Железный лев. Том 2. Юношество — страница 47 из 49

Но все всё отлично поняли.

Во всяком случае в Санкт-Петербурге.

В столице вообще весь 1847 год почтенная публика развлекала себя тем, что наблюдала за всеми этими аппаратными играми. Строя планы и пытаясь угадать во всей этой игре способ улучшить свои позиции. Политика ведь менялась. Сильно. Круто. А уж когда граф Орлов Александр Федорович с поста начальника III отделения перешел сразу в уютное кресло министра иностранных дел… сомнения покинули даже скептиков.

И это не было буффонадой.

На рубеже 1820−1830-х именно Орлов едва не добился заключения союза между Россией и Османской империей. Пытаясь реализовать новую внешнюю политику Николая. И если бы не чрезвычайные усилия Лондона, все бы у него получилось.

Дубельт же, к слову, давно заслуживший поощрение, перешел с позиции управляющего III отделение на должность его начальника. Крыло жестких и решительных консервативных прогрессистов в окружение императора стремительно крепло и расширяясь.


Шамиль это вполне «считал». Невелика интрига.
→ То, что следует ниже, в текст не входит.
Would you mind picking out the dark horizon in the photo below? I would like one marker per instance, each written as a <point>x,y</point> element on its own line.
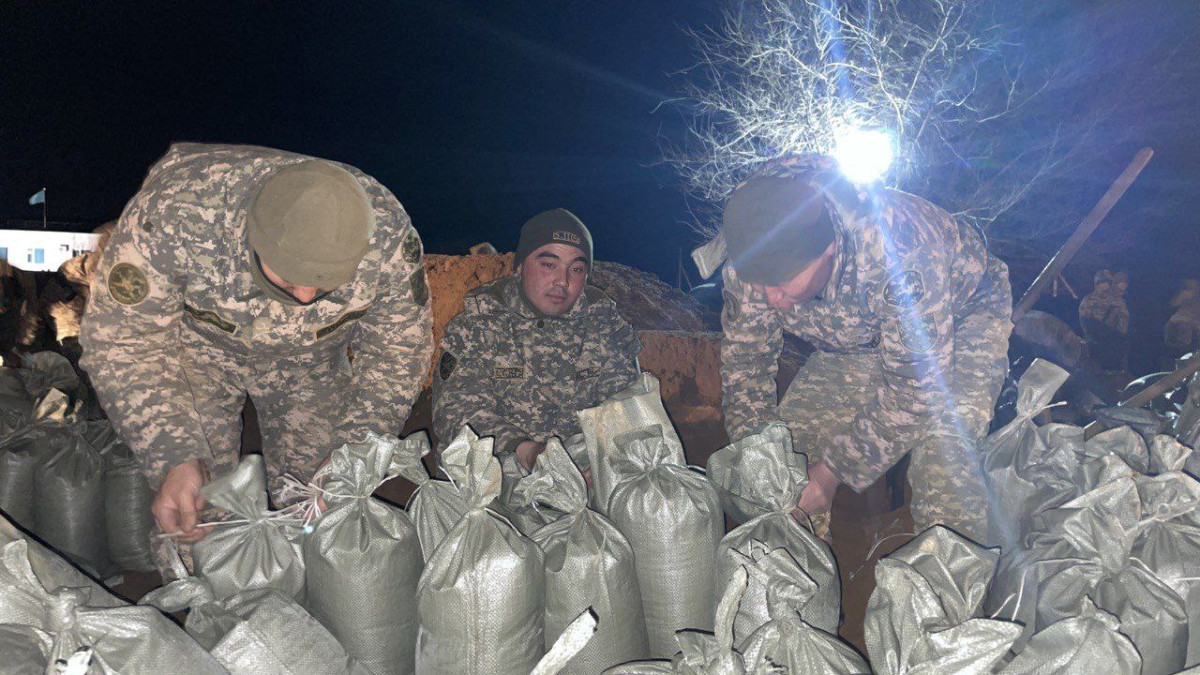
<point>479,115</point>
Да и подсказали ему, чего уж греха таить?

А потом перед ним положили письмо английской королевы и пояснили — тот лорд, который заказывал ему голову Толстого, сослан «в вечную ссылку» с дипломатической миссией в Аргентину. И, как знал Николай, через пять — десять лет доброй службы там будет помилован.

Шамиль же — нет.

Он ведь не аристократ Великобритании. Он вообще никто в глазах Лондона.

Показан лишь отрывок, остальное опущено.